186 N.J. 46, 891 A.2d 600 (2006)

PUBLIC CONTRACTS; BRIBERY; DISGORGEMENT—Where a public contract is obtained through bribery, the guilty party is required to disgorge its gross profits but any portion earned by innocent third parties may be retained by those parties.

A bank employee and a county employee engaged in an illegal kickback scheme. The bank employee paid the county employee and the county employee awarded three public bonding contracts to the bank. For underwriting the bonds, the bank was paid $2.9 million in fees. Evidence presented at trial indicated that on one of the contracts, the bank only retained 52.34% of the fee; with the remainder distributed to other, innocent, underwriting firms. At trial, the county had the burden of establishing the allocation of fees on the other contracts. Because the county could not present evidence of the fee sharing allocation for two of the contracts, the lower court barred the county from seeking disgorgement of those fees. It limited disgorgement on the third contract to the 52.34% of the fees retained by the bank and the jury returned a verdict in favor of the county on the disgorgement claim for the 52.34% of the fees retained by the bank on that contract. The jury further found the bank did not breach any fiduciary duty. The lower court awarded prejudgment interest on the proven retained underwriting fees from the date of the contract. Both the bank and the county appealed.

The Appellate Division ruled that in addition to the partial fee disgorgement on one of the bonds, the bank had to disgorge its fees earned on the other two bonds. Further, it held that it was the bank’s burden to prove how much of the underwriting fees it distributed to other underwriters. Rejecting the banks’ claim to the contrary, the Appellate Division ruled that the remedy of unjust enrichment, an equitable remedy usually not available in contract disputes, is available in the form of disgorgement when a government contract is obtained through corrupt means. Reversing the lower court, the Appellate Division held that prejudgment interest should run only from the date the complaint was filed. The Appellate Division agreed with the jury’s finding that punitive damages were not appropriate in the absence of a breach of the bank’s fiduciary duty. Both the bank and the county appealed to the New Jersey Supreme Court.
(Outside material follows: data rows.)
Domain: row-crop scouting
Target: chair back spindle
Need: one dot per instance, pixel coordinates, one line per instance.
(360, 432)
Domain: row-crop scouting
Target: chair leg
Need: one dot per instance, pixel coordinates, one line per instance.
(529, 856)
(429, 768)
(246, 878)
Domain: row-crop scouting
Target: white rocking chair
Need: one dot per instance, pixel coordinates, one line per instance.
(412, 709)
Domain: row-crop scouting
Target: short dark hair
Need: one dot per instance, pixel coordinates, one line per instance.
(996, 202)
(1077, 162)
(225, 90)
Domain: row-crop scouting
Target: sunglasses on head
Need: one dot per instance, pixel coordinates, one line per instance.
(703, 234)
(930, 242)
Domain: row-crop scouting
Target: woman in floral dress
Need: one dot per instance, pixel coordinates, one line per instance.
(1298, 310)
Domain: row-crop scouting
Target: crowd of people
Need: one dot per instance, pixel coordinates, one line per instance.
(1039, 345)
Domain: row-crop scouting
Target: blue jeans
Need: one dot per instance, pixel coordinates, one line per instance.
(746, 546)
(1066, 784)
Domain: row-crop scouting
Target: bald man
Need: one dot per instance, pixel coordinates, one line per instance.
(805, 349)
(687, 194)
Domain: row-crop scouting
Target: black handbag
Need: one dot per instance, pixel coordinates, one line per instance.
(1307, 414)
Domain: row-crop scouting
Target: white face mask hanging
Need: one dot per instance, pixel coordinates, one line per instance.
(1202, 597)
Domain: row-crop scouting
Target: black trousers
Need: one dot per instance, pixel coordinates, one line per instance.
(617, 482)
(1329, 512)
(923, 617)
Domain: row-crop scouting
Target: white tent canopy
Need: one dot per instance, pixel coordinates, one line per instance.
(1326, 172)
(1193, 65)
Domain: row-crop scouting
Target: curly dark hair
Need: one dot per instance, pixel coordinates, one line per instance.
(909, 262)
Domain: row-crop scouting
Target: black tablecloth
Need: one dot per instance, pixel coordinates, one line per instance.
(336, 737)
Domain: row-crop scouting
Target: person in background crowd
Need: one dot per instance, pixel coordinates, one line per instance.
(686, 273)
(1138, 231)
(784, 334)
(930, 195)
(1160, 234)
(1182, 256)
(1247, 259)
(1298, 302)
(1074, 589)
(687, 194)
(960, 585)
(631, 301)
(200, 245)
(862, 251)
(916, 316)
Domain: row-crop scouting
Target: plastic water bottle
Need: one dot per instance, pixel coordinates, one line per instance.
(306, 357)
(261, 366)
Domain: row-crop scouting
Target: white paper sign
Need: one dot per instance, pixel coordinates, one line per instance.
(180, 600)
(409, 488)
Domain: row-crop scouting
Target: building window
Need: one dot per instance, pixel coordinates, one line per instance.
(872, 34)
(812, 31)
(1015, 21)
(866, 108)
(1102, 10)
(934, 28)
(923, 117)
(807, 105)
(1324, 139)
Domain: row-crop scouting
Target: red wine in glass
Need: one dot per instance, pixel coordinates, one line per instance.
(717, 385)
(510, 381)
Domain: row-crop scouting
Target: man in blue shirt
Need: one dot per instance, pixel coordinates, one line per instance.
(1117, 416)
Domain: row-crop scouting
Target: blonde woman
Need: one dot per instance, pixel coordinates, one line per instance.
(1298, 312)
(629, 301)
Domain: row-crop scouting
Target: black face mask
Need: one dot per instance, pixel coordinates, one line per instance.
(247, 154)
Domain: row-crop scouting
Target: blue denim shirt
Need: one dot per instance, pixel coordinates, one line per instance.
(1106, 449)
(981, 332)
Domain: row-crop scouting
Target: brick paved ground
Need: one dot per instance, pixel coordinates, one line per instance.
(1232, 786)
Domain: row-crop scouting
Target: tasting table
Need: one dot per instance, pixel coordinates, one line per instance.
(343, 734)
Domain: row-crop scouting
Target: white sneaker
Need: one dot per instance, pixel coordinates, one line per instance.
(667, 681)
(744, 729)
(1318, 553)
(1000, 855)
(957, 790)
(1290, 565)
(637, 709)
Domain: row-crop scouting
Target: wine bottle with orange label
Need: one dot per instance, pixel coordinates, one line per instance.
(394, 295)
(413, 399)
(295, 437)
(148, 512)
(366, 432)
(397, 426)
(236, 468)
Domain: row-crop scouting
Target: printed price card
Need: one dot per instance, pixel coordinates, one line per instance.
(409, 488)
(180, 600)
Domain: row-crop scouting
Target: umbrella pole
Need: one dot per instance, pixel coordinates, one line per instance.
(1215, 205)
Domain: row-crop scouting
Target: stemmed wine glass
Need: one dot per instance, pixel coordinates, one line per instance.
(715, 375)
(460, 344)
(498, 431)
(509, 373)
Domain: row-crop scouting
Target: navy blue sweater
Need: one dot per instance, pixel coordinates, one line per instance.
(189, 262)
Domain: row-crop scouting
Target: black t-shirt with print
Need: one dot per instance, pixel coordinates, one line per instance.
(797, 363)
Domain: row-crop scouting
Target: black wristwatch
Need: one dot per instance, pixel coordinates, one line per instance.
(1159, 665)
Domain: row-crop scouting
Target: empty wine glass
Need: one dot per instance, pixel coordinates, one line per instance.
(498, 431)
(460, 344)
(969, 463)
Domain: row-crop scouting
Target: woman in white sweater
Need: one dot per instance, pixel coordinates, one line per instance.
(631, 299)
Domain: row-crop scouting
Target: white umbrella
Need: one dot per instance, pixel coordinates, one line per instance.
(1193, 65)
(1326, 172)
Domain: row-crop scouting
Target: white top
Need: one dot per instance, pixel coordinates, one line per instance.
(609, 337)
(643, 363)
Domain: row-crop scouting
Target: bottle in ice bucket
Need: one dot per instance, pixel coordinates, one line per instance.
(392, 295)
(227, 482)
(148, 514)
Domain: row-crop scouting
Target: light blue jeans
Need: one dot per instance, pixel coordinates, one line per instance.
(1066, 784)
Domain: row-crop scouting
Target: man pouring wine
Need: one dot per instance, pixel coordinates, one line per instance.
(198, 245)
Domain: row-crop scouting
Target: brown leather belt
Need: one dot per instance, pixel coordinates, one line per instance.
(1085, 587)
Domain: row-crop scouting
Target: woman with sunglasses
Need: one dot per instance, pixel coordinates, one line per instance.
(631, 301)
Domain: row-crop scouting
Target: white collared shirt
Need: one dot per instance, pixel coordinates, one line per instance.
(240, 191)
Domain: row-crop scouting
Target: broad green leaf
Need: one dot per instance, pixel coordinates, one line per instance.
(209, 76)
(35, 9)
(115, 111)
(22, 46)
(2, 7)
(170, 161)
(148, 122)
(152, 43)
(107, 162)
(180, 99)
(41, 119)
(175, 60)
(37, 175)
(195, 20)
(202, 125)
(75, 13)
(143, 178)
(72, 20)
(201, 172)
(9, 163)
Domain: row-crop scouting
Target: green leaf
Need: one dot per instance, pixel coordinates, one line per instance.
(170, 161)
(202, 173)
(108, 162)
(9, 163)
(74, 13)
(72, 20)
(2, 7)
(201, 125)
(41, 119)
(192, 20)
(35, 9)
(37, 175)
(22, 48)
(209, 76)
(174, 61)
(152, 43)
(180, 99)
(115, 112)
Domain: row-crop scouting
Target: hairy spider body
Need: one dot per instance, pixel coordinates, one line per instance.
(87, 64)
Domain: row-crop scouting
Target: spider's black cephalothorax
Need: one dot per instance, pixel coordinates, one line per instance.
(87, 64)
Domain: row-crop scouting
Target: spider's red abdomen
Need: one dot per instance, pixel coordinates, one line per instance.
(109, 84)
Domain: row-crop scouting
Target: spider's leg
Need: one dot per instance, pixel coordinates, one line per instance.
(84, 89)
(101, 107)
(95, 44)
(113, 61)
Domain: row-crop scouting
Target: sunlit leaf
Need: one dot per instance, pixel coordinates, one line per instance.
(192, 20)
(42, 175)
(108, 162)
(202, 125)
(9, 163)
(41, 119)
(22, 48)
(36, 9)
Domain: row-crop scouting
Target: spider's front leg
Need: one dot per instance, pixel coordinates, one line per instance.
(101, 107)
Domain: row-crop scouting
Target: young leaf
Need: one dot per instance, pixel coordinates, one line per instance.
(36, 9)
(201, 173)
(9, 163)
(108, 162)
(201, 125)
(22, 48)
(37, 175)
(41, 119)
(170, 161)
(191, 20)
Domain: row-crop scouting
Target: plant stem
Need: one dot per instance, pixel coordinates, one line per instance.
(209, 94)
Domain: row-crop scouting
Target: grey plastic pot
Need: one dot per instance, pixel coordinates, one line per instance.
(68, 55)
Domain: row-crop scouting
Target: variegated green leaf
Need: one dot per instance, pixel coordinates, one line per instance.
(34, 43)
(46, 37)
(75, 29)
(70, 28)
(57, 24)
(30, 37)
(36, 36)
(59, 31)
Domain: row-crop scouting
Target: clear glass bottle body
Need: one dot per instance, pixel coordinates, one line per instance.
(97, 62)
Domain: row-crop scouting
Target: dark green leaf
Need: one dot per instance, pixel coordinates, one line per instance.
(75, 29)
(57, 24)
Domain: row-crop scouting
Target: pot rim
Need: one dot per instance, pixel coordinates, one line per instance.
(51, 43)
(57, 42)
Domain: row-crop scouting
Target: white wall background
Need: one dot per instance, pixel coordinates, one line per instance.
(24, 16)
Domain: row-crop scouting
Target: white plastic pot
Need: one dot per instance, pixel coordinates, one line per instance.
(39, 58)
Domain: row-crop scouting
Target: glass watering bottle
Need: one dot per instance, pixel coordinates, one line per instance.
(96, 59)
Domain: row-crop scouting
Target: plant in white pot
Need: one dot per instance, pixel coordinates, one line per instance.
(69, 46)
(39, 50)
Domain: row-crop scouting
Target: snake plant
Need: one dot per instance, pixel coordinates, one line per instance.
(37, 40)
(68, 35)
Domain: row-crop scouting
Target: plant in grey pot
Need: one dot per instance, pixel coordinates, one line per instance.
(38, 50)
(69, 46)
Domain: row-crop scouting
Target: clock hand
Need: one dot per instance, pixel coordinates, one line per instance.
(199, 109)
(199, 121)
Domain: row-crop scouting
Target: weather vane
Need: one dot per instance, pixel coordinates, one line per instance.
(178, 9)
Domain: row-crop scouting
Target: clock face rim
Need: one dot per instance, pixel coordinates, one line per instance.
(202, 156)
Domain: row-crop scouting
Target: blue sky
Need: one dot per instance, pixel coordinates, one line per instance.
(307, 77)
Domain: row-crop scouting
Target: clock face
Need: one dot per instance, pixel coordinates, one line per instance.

In that appeal, reasoning that awarding disgorgement is not based on the damages suffered by the county but rather on the idea of preventing the wrongdoer from retaining any profits of its wrongdoing, the Supreme Court held that “when a public contract is obtained by bribing a public official, the public entity is entitled to the gross profits obtained by the wrongdoer.” The Supreme Court affirmed the Appellate Division’s order requiring the bank to disgorge all retained fees on each of the three contracts, and further affirmed the Appellate Division’s ruling that the bank had the burden of proving whether any fees were paid to innocent third party underwriters. The issue of establishing the distribution of the underwriting fees was remanded to the lower court. Holding that the award of prejudgment interest in contract and equitable claims is based on equitable principles, the matter fell within the discretion of the lower court. Because the record did not reflect a manifest denial of justice at trial, it was reversible error for the Appellate Division to change the date on which prejudgment interest should begin to accrue. As to the issue of prejudgment interest, the Supreme Court reversed the Appellate Division and reinstated the lower court’s ruling that prejudgment interest should run from the date of the transaction. The Supreme Court affirmed that part of the Appellate Division’s ruling denying the award of punitive damages on the county’s breach of fiduciary duty claim.